As previously reported, Hawkins, a professing Christian, posted to Facebook two photos of herself wearing a hijab last month, and stated in a lengthy explanation that she planned to wear it everywhere during the Advent—including at the Christian college and to church. She outlined in her reasons for solidarity that she believes that Christians and Muslims worship the same God.
“I stand in religious solidarity with Muslims because they, like me, a Christian, are people of the book,” Hawkins asserted. “And as Pope Francis stated last week, we worship the same God.”
In light of controversy over the matter, especially Hawkins’ “same God” assertion, the professor was placed on paid administrative leave by university officials while a review would be conducted.
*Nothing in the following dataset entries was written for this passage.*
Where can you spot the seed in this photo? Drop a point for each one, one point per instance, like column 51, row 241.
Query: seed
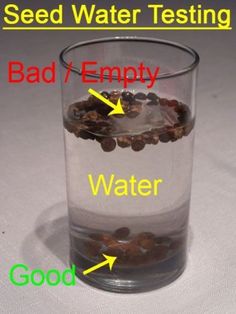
column 74, row 112
column 164, row 137
column 176, row 244
column 114, row 251
column 183, row 113
column 141, row 96
column 92, row 116
column 108, row 144
column 144, row 236
column 114, row 96
column 152, row 103
column 127, row 96
column 105, row 94
column 85, row 135
column 147, row 244
column 124, row 141
column 96, row 236
column 173, row 103
column 137, row 143
column 164, row 102
column 147, row 137
column 152, row 96
column 134, row 110
column 121, row 233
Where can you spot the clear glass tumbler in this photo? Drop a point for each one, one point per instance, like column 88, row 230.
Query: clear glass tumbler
column 129, row 175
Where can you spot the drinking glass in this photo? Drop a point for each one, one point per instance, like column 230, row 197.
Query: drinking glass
column 128, row 176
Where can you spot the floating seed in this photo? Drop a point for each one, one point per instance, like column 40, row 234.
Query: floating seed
column 124, row 141
column 108, row 144
column 105, row 94
column 121, row 233
column 140, row 96
column 127, row 96
column 152, row 96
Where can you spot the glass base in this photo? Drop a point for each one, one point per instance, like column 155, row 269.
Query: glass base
column 130, row 279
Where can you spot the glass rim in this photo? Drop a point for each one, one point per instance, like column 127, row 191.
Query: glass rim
column 186, row 49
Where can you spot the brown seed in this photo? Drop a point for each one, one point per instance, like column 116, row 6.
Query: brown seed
column 121, row 233
column 164, row 137
column 176, row 244
column 70, row 127
column 114, row 96
column 108, row 144
column 164, row 102
column 124, row 141
column 92, row 248
column 114, row 251
column 92, row 116
column 152, row 96
column 152, row 103
column 141, row 96
column 137, row 143
column 147, row 244
column 132, row 250
column 143, row 236
column 134, row 110
column 147, row 137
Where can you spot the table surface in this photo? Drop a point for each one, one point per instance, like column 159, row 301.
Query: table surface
column 33, row 214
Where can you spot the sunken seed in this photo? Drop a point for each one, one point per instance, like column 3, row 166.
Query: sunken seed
column 92, row 248
column 164, row 102
column 147, row 244
column 121, row 233
column 108, row 144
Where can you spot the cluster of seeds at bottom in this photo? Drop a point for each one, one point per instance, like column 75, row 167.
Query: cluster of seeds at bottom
column 143, row 248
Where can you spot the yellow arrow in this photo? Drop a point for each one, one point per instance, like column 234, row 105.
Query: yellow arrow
column 108, row 260
column 117, row 109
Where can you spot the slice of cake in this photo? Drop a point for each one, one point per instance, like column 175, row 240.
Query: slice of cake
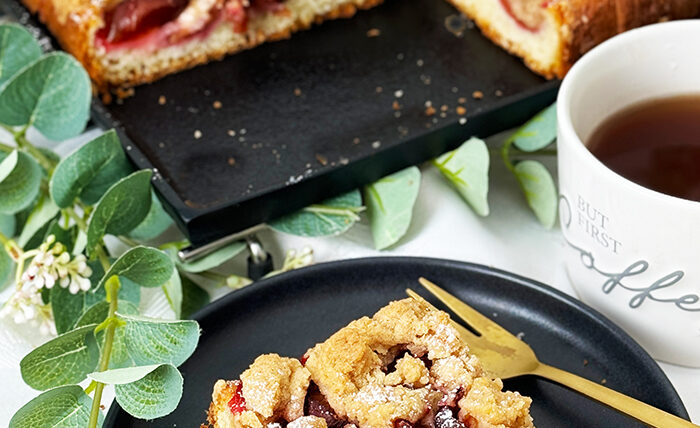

“Wheaton College faculty and staff make a commitment to accept and model our institution’s faith foundations with integrity, compassion, and theological clarity,” the college said in a statement. “As they participate in various causes, it is essential that faculty and staff engage in and speak about public issues in ways that faithfully represent the college’s evangelical Statement of Faith.”
Wheaton officials acknowledged late last month that talks had come to a standstill as Hawkins refused to continue discussions with members of administration about her “same God” beliefs following initial meetings. They soon issued Hawkins a “Notice of Recommendation to Initiate Termination-for-Cause Proceedings.”
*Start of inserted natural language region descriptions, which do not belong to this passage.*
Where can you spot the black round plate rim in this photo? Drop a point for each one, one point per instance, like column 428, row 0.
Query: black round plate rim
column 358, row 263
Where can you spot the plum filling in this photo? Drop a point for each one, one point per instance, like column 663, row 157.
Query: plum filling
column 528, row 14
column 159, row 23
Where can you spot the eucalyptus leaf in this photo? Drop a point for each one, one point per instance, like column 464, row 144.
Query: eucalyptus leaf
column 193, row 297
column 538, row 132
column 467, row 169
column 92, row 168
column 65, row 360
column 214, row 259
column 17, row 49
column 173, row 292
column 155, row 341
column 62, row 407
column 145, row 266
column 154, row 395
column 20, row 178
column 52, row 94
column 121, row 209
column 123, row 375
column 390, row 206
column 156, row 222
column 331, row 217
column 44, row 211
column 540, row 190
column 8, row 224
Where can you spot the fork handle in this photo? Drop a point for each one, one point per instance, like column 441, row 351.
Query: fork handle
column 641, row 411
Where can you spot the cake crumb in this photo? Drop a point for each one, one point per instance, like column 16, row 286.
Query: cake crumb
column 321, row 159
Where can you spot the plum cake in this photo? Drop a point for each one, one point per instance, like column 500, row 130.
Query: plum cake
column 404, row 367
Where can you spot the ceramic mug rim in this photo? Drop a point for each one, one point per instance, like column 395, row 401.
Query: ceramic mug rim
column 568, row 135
A meeting was scheduled to be held with faculty Thursday afternoon, which included questions such as, “Does the college have a position on what can or cannot be said regarding the question: ‘Do Christians and Muslims worship the same God?’” and “What is the process for determining acceptable interpretations of the Statement of Faith?”
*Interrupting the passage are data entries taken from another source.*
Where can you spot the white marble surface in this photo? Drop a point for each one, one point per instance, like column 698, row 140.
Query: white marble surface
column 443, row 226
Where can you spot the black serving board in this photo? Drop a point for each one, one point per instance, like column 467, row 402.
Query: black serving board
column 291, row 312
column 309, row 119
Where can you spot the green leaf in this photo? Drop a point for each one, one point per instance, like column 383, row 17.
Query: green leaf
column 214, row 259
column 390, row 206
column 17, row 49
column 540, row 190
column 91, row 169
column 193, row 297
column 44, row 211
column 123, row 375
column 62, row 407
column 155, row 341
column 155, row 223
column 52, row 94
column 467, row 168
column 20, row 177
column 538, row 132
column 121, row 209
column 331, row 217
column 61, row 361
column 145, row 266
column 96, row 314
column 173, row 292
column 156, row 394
Wheaton psychology professor Michael Mangis expressed disapproval of the outcome of the meeting.
“There was a lot of frustration,” he told the Chicago Tribune. “It was really us listening to them and their statements of how they hoped that their relationships and trust could be restored. But they didn’t choose to follow the faculty council’s admonition to reverse their decision.”
Wheaton released a statement on Thursday acknowledging the Faculty Council’s request, but noted that the proceedings will move forward.
“President Ryken and the Faculty Council have discussed a review of current policies and processes, with a view to addressing or clarifying areas of concern,” the statement said. “However, Dr. Ryken has also asked Faculty Council to understand that the Faculty Personnel Committee hearing is the method through which the particulars of Dr. Hawkins’ personnel matter will be addressed.”
A hearing is scheduled for Feb. 11.
“No, the God of Islam is not the same as the God of Christianity,” writes Matt Slick of Christian Apologetics and Research Ministry (CARM). “In Christianity God is a Trinity, but in Islam God is not a Trinity. It is not possible to have God be a Trinity and also not a Trinity at the same time.”
“Also, in Islam Jesus is not God in flesh (Surah 4:172, 5:73, 9:30) where in Christianity He is (John 1:1, 14, Col. 2:9),” he explains. “Islam says that the Helper (paraclete in Greek) is Muhammed where the Bible says that the Helper is the Holy Spirit (John 14:26). So, the God of Islam and the God of Christianity are not the same.”